# Got the new wheels on!!!



## XtremeRevolution (Jan 19, 2012)

Not bad. A bit too flashy for my tastes, but not bad. What tire size did you use?


----------



## JAFO (Jun 27, 2012)

Nice rims brother 


Sent from my iPhone using AG Free


----------



## mabzmuzik (Jul 19, 2012)

Looking good man looking good

Sent from my HTC Sensation 4G using AutoGuide.Com Free App


----------



## sciphi (Aug 26, 2011)

Not bad, not bad.


----------



## seaux cajun (Jun 19, 2012)

They are 18x8s with 225/45


----------



## Cruz3r (Jul 13, 2011)

looks good! and those rims on the ground dont look too bad..are they for the cruze also?


----------



## XtremeRevolution (Jan 19, 2012)

seaux cajun said:


> They are 18x8s with 225/45


Ah, ok. I was wondering why they looked a bit stretched. I personally would have gone with 235/45s. How close will they be to the fenders once you lower it?


----------



## Mick (Dec 31, 2011)

Looking good man


----------



## Starks8 (Jul 20, 2011)

Not bad at all man! Some of the better looking aftermarket wheels I've seen someone put on the cruze. I actually don't care for the ones in the pictures' background but you have the better looking rims on now, so its all good! Keep the pics coming!


----------



## seaux cajun (Jun 19, 2012)

Cruz3r they are for the cruze. Those are the ones that I took off for the lexanis.

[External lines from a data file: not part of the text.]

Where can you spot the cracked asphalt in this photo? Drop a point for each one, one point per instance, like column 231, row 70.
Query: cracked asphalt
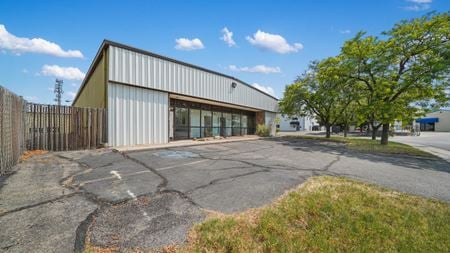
column 68, row 201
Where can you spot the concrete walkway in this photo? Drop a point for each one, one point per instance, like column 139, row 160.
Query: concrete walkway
column 148, row 199
column 186, row 143
column 437, row 143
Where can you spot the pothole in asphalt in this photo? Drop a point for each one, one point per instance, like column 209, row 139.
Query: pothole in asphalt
column 145, row 223
column 176, row 154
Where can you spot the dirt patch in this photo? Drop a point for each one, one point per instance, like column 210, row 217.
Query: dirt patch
column 28, row 154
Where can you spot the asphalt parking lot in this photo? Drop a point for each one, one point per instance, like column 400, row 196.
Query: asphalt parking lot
column 148, row 199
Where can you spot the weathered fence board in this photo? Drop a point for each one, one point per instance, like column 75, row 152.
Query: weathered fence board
column 47, row 127
column 60, row 128
column 12, row 121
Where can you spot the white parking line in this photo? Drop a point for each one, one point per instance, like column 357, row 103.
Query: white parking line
column 176, row 166
column 116, row 175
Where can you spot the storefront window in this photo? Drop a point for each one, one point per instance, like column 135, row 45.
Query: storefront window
column 227, row 117
column 216, row 123
column 206, row 123
column 236, row 124
column 195, row 123
column 196, row 120
column 181, row 123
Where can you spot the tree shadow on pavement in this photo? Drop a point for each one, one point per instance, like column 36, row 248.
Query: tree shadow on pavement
column 414, row 162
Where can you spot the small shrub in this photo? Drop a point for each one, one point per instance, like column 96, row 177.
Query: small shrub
column 262, row 130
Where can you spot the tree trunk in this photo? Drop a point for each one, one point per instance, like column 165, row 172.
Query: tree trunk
column 328, row 128
column 374, row 132
column 385, row 134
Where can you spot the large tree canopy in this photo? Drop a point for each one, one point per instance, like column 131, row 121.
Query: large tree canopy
column 407, row 66
column 323, row 97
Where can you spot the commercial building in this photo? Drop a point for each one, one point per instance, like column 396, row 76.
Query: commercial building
column 152, row 99
column 295, row 123
column 438, row 121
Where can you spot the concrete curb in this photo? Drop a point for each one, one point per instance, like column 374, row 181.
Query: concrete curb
column 182, row 144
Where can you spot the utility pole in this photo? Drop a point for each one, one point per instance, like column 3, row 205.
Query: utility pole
column 58, row 91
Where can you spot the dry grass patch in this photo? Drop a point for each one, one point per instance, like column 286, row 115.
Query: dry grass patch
column 331, row 214
column 28, row 154
column 370, row 146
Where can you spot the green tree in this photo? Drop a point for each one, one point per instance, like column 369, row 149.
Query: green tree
column 324, row 97
column 409, row 65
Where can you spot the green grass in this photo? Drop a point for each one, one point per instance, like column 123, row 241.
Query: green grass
column 371, row 146
column 328, row 214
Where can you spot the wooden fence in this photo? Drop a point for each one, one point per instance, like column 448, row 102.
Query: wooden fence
column 60, row 128
column 12, row 129
column 46, row 127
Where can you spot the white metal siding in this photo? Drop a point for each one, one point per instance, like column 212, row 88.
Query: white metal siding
column 137, row 116
column 270, row 121
column 126, row 66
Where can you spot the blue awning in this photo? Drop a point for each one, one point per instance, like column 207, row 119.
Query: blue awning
column 427, row 120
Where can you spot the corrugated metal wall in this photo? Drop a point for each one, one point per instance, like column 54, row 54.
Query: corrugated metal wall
column 137, row 116
column 126, row 66
column 270, row 121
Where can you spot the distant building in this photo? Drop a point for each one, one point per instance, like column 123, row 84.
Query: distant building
column 438, row 121
column 296, row 123
column 153, row 99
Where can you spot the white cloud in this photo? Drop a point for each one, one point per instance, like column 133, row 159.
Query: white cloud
column 69, row 73
column 188, row 45
column 19, row 45
column 419, row 5
column 71, row 94
column 227, row 36
column 420, row 1
column 256, row 69
column 31, row 98
column 273, row 42
column 266, row 89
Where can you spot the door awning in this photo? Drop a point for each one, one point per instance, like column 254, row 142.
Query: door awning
column 427, row 120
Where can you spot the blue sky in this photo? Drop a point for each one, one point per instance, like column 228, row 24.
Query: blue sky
column 272, row 41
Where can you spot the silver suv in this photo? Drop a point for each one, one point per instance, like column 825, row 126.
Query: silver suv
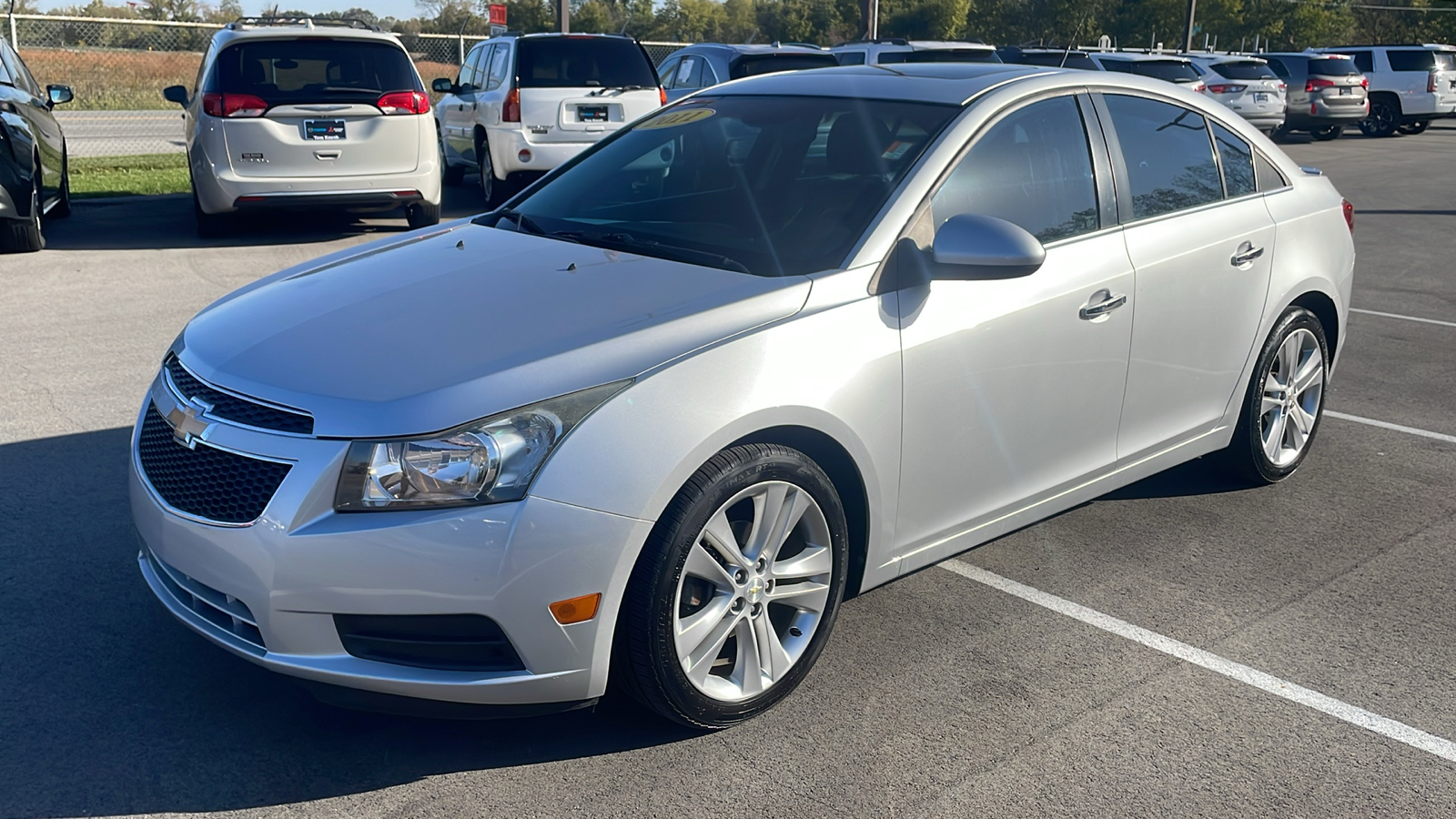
column 1410, row 85
column 300, row 114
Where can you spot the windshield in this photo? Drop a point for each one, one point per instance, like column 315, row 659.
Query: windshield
column 1171, row 70
column 582, row 62
column 772, row 186
column 939, row 56
column 286, row 72
column 1244, row 70
column 754, row 65
column 1334, row 67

I will be looking to sell them if you are interested.
Xtreme I actually thought about that after they recommended the 225s but they don't look bad as they are. I will probably go to 235s when these need to be replaced and when I lower it they will be fairly close but still a little tucked


----------



## bbdhomer (Jun 20, 2012)

awesome possum!!!!!!!!


----------



## akaneo (Jul 9, 2012)

seaux cajun said:


> Cruz3r they are for the cruze. Those are the ones that I took off for the lexanis. I will be looking to sell them if you are interested.
> Xtreme I actually thought about that after they recommended the 225s but they don't look bad as they are. I will probably go to 235s when these need to be replaced and when I lower it they will be fairly close but still a little tucked


I was thinking the same thing. Interested as well! Wheels look good!


----------



## seaux cajun (Jun 19, 2012)

Thanks, I liked the old ones but wanted something bigger with a little more offset. If you guys are interested in the old ones, they are only about 4 months old and the tires barely have 4000 miles on them. PM me if you are interested.


----------